PPPS: As a modern Intel 6 core processor will be able to guess several more orders of magnitude per second and even more if the code is properly threaded, it would be interesting to see how many guesses per second one would need to crack that password on average. This is left as an exercise for the student.

and finally
PPPPS: a network of computers can bring this down even more since breaking up the password space is pretty simple to do, so you could ask how many Intel 6 core computers will it take. Quite possibly not as many as you may think.

from a former computer science instructor whose information security program was a top 25 in the nation as ranked by several TLA (three letter acronym) US government agencies.

Re: Great password
 

WOW impressive to say the least

Re: Great password
 

Now my head hurts!!

Re: Great password
 

I'm sorry but I just love this thread and the turn it took. :r

Re: Great password
 

Mr.
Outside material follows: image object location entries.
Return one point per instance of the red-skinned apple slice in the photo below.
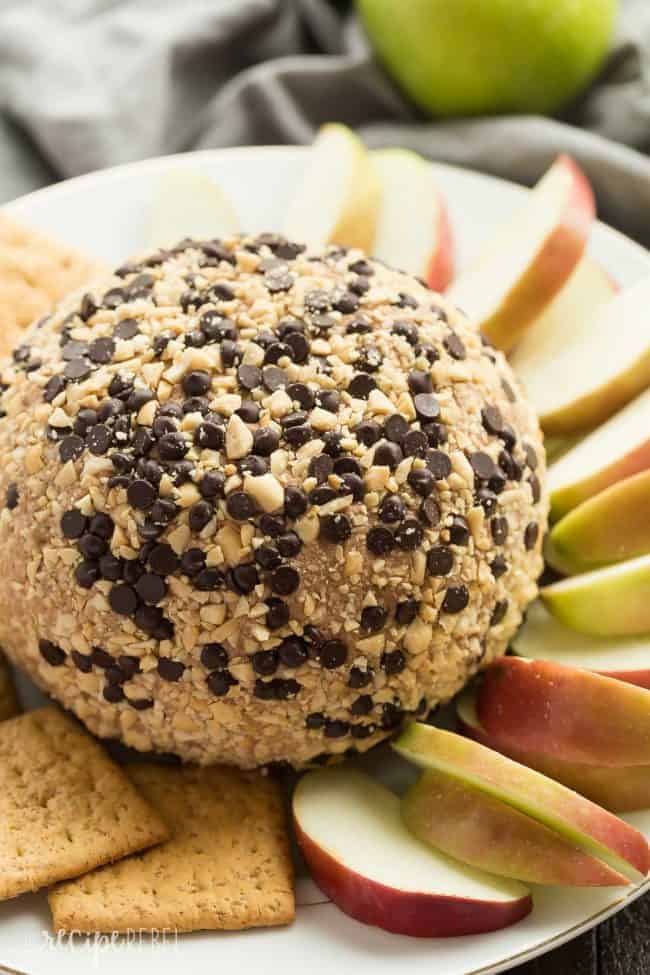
(362, 856)
(543, 637)
(574, 328)
(564, 712)
(413, 229)
(338, 198)
(589, 828)
(616, 450)
(525, 265)
(620, 790)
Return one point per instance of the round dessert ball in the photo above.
(261, 505)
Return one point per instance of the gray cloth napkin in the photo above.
(90, 83)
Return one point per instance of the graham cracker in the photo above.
(65, 808)
(35, 272)
(227, 865)
(8, 700)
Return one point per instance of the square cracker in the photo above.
(227, 865)
(65, 808)
(35, 272)
(8, 700)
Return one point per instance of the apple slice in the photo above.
(338, 199)
(565, 712)
(362, 856)
(611, 372)
(610, 527)
(620, 790)
(413, 231)
(467, 823)
(616, 450)
(542, 637)
(187, 203)
(524, 266)
(606, 602)
(590, 829)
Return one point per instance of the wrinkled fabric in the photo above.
(86, 84)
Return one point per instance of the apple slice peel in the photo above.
(361, 855)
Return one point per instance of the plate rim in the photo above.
(106, 175)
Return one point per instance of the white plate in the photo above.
(106, 214)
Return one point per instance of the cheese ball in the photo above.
(261, 505)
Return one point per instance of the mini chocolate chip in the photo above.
(362, 706)
(458, 530)
(396, 428)
(440, 561)
(454, 346)
(373, 618)
(361, 385)
(332, 654)
(531, 534)
(409, 535)
(499, 612)
(335, 728)
(70, 448)
(387, 454)
(421, 480)
(499, 530)
(278, 614)
(141, 494)
(456, 599)
(123, 600)
(73, 523)
(359, 678)
(367, 432)
(406, 611)
(171, 670)
(295, 502)
(380, 540)
(393, 662)
(51, 653)
(285, 580)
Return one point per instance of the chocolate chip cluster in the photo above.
(262, 504)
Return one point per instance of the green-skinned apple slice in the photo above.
(613, 601)
(620, 790)
(543, 637)
(187, 203)
(616, 450)
(362, 856)
(524, 266)
(413, 229)
(591, 829)
(612, 526)
(564, 712)
(337, 201)
(611, 373)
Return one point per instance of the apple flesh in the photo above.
(187, 203)
(606, 602)
(592, 830)
(526, 264)
(616, 450)
(362, 856)
(413, 229)
(610, 527)
(473, 826)
(565, 712)
(620, 790)
(543, 637)
(338, 199)
(578, 327)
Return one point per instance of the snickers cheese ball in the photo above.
(261, 505)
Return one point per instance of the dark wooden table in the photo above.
(620, 946)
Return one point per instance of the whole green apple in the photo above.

Mark, can you repeat that middle part again? :)

Re: Great password
 

How is it that you have employee passwords -- which should be one-way encrypted -- in clear text?

Re: Great password
 

wrap me up half a dozen!

Re: Great password
 

You 'crack' them by encoding them (MD5 or SHA-1 these days) and comparing the resulting ciphertext with the stored one. This is the same way that the logon process verifies that you entered the correct password.

Re: Great password
 

My guess is that he did not crack this one...

Re: Great password
 

So true. Great job markem!

Re: Great password
 

It's just a joke.
Hey Mark, that formula doesn't seem to take into account that after each guess the pool of guesses gets smaller, thereby increasing your chance of a lucky guess each time. Not that it would matter on a 52 character password.
-(P

Re: Great password
 

Mark's answer is very thorough but proper names and whole words making up the password often shortens the time the algorithm requires quite a bit. As stated, the 24,000/second might be way off too. Most average PCs now have 2-4 cores and entry level servers have 2 sockets with 8-10 cores (16-20 CPUs). All of this significantly shortens the time required.

My :2

Re: Great password
 

Okay, students, we've looked at the brute force method, not let's look at a slight improvement on that approach.
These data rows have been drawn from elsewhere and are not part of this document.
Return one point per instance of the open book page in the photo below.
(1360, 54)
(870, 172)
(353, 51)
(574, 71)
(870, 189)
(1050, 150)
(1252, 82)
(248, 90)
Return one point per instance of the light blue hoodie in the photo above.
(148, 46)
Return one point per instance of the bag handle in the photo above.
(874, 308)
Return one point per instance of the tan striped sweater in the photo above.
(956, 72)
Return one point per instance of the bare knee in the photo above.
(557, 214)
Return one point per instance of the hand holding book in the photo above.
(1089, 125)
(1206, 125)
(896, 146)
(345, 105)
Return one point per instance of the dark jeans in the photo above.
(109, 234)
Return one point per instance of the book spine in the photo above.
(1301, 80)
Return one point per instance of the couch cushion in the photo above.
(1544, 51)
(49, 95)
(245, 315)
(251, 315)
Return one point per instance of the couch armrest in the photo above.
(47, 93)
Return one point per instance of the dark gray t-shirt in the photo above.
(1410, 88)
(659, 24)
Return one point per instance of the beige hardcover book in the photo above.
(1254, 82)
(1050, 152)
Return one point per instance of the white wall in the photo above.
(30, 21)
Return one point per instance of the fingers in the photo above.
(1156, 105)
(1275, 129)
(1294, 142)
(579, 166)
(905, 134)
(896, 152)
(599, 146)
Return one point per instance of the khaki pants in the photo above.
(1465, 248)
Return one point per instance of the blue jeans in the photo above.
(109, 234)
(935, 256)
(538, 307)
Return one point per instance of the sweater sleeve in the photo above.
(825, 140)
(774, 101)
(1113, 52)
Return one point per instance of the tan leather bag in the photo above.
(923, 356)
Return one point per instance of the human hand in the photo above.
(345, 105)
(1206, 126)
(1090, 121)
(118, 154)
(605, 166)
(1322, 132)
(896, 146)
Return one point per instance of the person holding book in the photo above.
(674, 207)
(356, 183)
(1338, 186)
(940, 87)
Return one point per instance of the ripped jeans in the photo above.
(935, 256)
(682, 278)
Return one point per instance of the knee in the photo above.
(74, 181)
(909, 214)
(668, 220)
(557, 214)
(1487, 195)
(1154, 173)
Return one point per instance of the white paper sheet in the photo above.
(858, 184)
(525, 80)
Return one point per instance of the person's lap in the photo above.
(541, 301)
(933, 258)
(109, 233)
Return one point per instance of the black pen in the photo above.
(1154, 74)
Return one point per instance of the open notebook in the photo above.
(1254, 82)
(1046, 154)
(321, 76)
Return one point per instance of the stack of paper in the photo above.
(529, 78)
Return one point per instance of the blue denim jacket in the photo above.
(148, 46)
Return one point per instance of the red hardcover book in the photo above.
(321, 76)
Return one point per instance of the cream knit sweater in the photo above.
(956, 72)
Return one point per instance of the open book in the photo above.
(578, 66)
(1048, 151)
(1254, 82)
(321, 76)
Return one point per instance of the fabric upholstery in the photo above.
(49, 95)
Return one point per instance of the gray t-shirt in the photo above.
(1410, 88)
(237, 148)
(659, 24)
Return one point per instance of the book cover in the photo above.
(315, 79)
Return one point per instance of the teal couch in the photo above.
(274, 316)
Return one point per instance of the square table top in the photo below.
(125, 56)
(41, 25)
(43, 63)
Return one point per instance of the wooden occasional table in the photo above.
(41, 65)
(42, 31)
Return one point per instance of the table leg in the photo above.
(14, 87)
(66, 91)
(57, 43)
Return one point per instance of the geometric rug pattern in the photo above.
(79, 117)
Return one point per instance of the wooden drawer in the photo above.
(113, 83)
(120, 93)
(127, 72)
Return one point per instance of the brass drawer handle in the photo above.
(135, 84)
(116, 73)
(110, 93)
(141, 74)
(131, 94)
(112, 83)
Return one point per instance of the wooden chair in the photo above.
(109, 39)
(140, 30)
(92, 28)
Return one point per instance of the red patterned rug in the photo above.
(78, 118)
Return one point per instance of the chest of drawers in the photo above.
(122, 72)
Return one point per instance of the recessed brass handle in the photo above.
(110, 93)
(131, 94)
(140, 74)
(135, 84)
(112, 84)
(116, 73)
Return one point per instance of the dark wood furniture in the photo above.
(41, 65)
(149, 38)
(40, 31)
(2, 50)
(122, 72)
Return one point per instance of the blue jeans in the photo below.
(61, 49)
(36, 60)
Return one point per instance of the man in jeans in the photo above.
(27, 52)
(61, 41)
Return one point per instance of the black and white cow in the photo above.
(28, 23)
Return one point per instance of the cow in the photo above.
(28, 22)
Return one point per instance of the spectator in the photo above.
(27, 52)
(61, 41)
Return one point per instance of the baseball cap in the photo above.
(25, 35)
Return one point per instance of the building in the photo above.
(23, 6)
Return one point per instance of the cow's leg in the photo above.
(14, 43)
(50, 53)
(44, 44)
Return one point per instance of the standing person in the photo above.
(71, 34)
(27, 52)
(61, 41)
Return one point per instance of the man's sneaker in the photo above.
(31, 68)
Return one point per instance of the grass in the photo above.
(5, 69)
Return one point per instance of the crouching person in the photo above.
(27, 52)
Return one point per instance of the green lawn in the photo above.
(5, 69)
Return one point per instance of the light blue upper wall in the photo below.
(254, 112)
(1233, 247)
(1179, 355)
The English language has 1,025,110 words, more or less. This means that for Anderson's formula, the value of 'N' just got really small.
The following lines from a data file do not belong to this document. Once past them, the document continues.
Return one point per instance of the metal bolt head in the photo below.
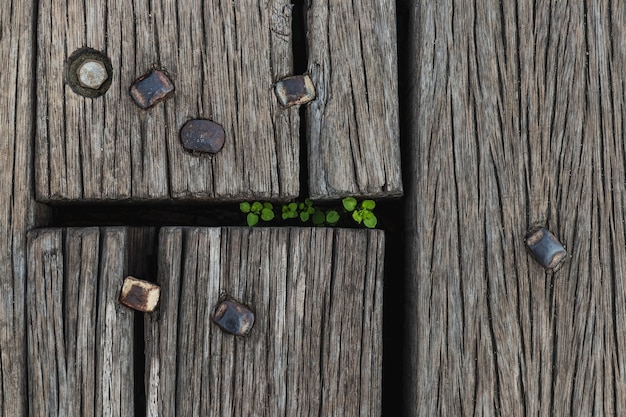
(233, 318)
(296, 90)
(92, 74)
(202, 136)
(140, 295)
(545, 248)
(152, 88)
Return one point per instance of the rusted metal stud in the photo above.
(295, 90)
(233, 318)
(545, 248)
(88, 72)
(139, 294)
(203, 136)
(151, 88)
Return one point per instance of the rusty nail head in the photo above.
(139, 294)
(151, 88)
(88, 72)
(295, 90)
(204, 136)
(92, 74)
(233, 317)
(545, 248)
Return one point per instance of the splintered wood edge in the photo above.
(140, 295)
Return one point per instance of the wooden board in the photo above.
(316, 345)
(352, 126)
(80, 338)
(17, 206)
(516, 118)
(223, 58)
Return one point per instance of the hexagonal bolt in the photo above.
(545, 248)
(92, 74)
(140, 295)
(233, 318)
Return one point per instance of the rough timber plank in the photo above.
(353, 133)
(223, 57)
(17, 202)
(313, 290)
(517, 117)
(80, 338)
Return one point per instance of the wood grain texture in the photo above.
(80, 338)
(315, 348)
(223, 58)
(516, 118)
(352, 126)
(17, 208)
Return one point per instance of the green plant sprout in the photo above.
(256, 211)
(306, 211)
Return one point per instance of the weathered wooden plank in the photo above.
(353, 133)
(315, 348)
(80, 338)
(222, 57)
(17, 203)
(516, 118)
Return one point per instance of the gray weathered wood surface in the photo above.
(516, 118)
(16, 205)
(352, 126)
(316, 345)
(80, 338)
(223, 58)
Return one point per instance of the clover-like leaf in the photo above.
(267, 214)
(244, 207)
(369, 220)
(332, 217)
(256, 207)
(349, 203)
(252, 219)
(368, 204)
(318, 218)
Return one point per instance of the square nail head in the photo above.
(233, 317)
(295, 90)
(139, 294)
(151, 89)
(545, 248)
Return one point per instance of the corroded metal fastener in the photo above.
(233, 318)
(88, 72)
(151, 89)
(202, 136)
(140, 295)
(545, 248)
(295, 90)
(92, 74)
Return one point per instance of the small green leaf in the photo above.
(256, 207)
(368, 204)
(244, 207)
(252, 219)
(318, 218)
(370, 220)
(267, 214)
(332, 217)
(349, 203)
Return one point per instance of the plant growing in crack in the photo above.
(306, 211)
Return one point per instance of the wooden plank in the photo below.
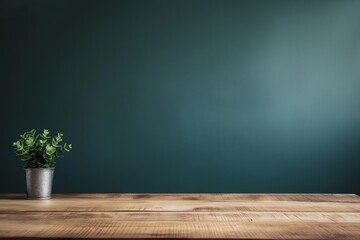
(181, 225)
(151, 205)
(176, 202)
(228, 197)
(179, 216)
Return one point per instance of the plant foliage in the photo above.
(40, 151)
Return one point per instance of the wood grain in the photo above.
(182, 216)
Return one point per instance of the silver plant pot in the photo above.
(39, 182)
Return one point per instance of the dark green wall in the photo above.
(185, 96)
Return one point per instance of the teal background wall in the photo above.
(185, 96)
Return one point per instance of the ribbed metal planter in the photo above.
(39, 182)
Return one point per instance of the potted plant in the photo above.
(40, 153)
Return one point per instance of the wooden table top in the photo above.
(182, 216)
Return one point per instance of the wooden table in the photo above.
(179, 216)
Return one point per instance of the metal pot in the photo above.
(39, 182)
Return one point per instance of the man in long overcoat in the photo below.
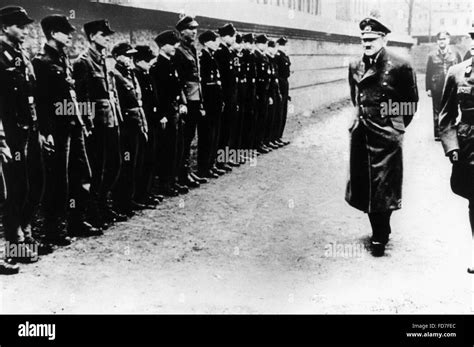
(458, 137)
(384, 94)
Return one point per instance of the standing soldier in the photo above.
(376, 164)
(96, 87)
(171, 109)
(262, 95)
(133, 129)
(458, 137)
(20, 151)
(274, 104)
(284, 64)
(438, 64)
(249, 69)
(148, 160)
(68, 177)
(187, 63)
(229, 88)
(213, 105)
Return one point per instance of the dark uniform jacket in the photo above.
(210, 80)
(130, 97)
(376, 166)
(94, 83)
(187, 63)
(168, 87)
(17, 90)
(437, 68)
(263, 73)
(458, 95)
(150, 104)
(54, 70)
(224, 58)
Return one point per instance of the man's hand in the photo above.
(454, 156)
(183, 109)
(163, 122)
(47, 143)
(5, 154)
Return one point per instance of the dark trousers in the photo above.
(380, 223)
(68, 177)
(235, 141)
(436, 100)
(208, 137)
(284, 89)
(249, 119)
(228, 121)
(24, 179)
(262, 118)
(105, 158)
(191, 121)
(148, 162)
(471, 214)
(130, 140)
(170, 150)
Anderson’s Formula P>=TG/N
P – Probability of guessing a password
T – Time
G – No. of guesses in a time period
N – No. of possible passwords

So going back to our example of the likelihood of cracking a password in less that a year, we have:


P >= (3.1536*10**7)*50000)/(52**50) // old calculation with very large denominator

P >= (3.1536*10**7)*50000)/(1025110**9) // new calculation with very small denominator

P>= 1.54*10**(-3) which is 1.54%

This looks ominous because by making a very small change to the search algorithm, the chances of cracking the password with no other information than that the password consists of English language words leaves us with a dramatic increase in the probability to break the password. If we know that the password is a list of names (people and place) then it comes down far faster. We can easily approach 100% chance of success just by learning a bit more about the person we wish to crack. One trivial modification is to only check words with the first letter capitalized, which changes (1025110**9) to ~(505022**9).

For example, here is a list of towns that I have lived in since I was 21 as a password:

ButteSaltLakeCityRedmondKentBellevueBeaverton

Heck, I could also toss in a zip code or two. However, a local sysadmin, who may have access to my resume in the HR database, would know to make these place names a priority (along with names of references, relatives, etc).